Crofut described the first time he heard Pete Seeger at a concert at Oberlin College in the 1950s:

He spoke for those who could not speak for themselves ... His was the voice of the underdog, the conscience of youth, the power of conviction. And his was the voice that made me go out and buy a banjo and a Seeger instruction record. I practiced eight hours a day and it wasn't long before I was good enough to accompany songs that lashed out at the things that bothered me. Naturally these efforts took their toll on my grades.

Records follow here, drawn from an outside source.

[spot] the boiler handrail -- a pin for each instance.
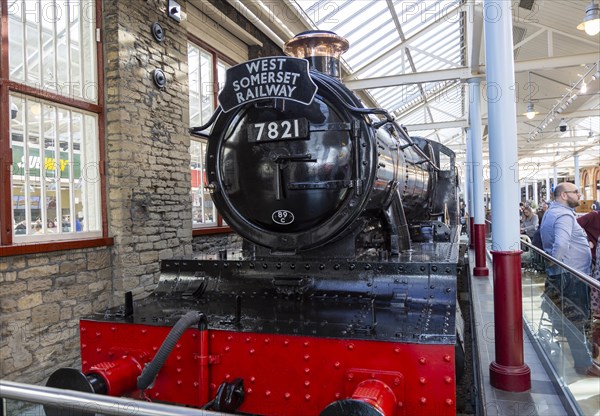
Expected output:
(71, 399)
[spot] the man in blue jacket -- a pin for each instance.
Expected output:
(564, 239)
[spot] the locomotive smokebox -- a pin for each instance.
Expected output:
(322, 49)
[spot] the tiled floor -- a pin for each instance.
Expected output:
(542, 398)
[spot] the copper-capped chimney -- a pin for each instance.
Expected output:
(321, 48)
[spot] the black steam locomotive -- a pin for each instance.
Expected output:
(343, 298)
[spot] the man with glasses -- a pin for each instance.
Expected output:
(564, 239)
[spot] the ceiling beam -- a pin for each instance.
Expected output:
(557, 62)
(415, 78)
(465, 73)
(437, 126)
(474, 36)
(404, 44)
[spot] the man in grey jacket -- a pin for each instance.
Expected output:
(565, 240)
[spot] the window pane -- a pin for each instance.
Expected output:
(203, 209)
(200, 85)
(16, 28)
(221, 68)
(46, 46)
(55, 176)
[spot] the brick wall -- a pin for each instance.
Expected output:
(42, 297)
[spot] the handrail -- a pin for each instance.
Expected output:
(581, 276)
(93, 403)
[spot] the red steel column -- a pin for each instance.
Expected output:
(471, 232)
(509, 371)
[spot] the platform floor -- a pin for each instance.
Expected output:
(543, 398)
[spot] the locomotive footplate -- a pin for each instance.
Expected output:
(407, 299)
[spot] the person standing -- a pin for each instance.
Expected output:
(590, 223)
(530, 222)
(564, 239)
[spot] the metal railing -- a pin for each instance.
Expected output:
(71, 400)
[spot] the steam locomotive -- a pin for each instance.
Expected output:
(342, 300)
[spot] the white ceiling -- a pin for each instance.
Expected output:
(413, 58)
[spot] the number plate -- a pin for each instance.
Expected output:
(278, 130)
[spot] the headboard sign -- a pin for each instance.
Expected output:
(263, 78)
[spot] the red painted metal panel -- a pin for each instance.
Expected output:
(283, 374)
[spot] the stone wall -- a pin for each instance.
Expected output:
(148, 157)
(212, 244)
(42, 297)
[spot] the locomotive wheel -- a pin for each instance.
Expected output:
(72, 379)
(350, 407)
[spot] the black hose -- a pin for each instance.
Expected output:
(151, 369)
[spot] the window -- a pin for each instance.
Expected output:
(52, 136)
(205, 70)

... Pete was building a barn then, and in return for my help with the construction he gave me banjo lessons. Without the Seegers I probably never would have made the grade as a performer.

Senator Robert F. Kennedy, in his foreword to Crofut's book Troubadour: A Different Battlefield, stated:

Mr. Crofut and his companion, Mr. Addiss, have rightly been called the "troubadours of goodwill." This is the story of African schoolchildren who came for miles to share a performance with them at the top of a hill in Kenya; of the playing to a chorus of artillery fire before Vietnamese villagers; singing to wounded students in Korea; reaching remote villages by bamboo rafts in northern Thailand; and teaching finger game songs to children in Nepal ... They disregarded physical hardships in order to sing in village markets, homes and schools, in many cases to audiences which had never seen an American.

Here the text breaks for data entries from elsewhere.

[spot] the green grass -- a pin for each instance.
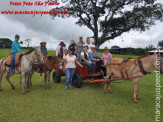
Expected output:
(86, 104)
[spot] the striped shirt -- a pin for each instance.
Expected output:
(70, 61)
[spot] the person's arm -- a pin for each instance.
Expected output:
(17, 47)
(77, 62)
(83, 58)
(91, 56)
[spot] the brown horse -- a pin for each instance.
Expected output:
(23, 68)
(50, 63)
(128, 68)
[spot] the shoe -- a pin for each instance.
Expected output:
(66, 88)
(93, 73)
(11, 74)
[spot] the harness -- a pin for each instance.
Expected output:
(122, 67)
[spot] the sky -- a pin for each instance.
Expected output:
(44, 28)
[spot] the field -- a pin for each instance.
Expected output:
(86, 104)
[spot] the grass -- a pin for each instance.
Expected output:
(86, 104)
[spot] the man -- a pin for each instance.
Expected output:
(95, 58)
(14, 50)
(86, 61)
(88, 43)
(44, 49)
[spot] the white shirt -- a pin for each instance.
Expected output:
(82, 54)
(89, 47)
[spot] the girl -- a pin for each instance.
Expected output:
(70, 67)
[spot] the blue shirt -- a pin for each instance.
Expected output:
(15, 47)
(94, 56)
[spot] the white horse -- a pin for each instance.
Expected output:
(25, 66)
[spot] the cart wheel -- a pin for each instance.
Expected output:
(56, 77)
(101, 76)
(77, 81)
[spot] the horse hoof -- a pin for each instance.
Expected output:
(1, 89)
(138, 98)
(27, 90)
(49, 87)
(135, 101)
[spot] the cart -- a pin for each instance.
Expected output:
(80, 75)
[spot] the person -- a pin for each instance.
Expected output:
(72, 46)
(80, 48)
(88, 43)
(95, 58)
(106, 57)
(76, 53)
(44, 49)
(85, 60)
(60, 49)
(65, 53)
(14, 50)
(70, 67)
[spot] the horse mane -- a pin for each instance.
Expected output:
(28, 52)
(143, 56)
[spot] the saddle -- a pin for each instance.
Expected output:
(17, 59)
(122, 65)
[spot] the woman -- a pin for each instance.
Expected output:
(70, 67)
(95, 58)
(44, 49)
(60, 49)
(85, 60)
(106, 57)
(80, 48)
(72, 46)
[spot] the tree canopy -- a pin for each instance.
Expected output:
(108, 19)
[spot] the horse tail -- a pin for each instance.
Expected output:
(1, 65)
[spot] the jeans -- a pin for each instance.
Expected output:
(79, 56)
(85, 63)
(12, 62)
(69, 75)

Crofut died of cancer in Sandisfield, Massachusetts at the age of 64.

==Discography==

- World Tour with Folk Songs (1962)
- Such Interesting People (1963)
- 400 Years of Folk Music (1964)
- Music of Viet Nam (1965)
- Addiss and Crofut (1966)
- Eastern Ferris Wheel (1968)
- Summit Sessions (1971)
- Poetry in Song (1973)
- Folk and Baroque (1975)
- Simple Gifts: British & American Folk Songs (1980)
- The Goshen Concert (1981)
- Simple Gifts (1983)
- All Through the Night (1984)
- An Evening with Bill Crofut (1984)
- Dance to Your Daddy (1984)
- On Christmas Eve (1985)
- Two Gentlemen Folk (1987)
- Lullabies and Dances (1990)
- Child's Song (1991)
- Unsquare Dance (1991)
- Red, White & Blues Live in Concert (1992)
- Across Your Dreams (1995)
- Folk Music of Bartok & Kodaly (1995)
- Bach to Brubeck (2000)
- Dance on a Moonbeam (2000)

==Books==

- Troubadour: A Different Battlefield. E.P. Dutton, 1968. Foreword by Robert F. Kennedy.
- The Moon on the One Hand. Atheneum, 1975.
- A Look at a Lifetime: Bill Crofut Remembers. Avonelle Associates, 1980.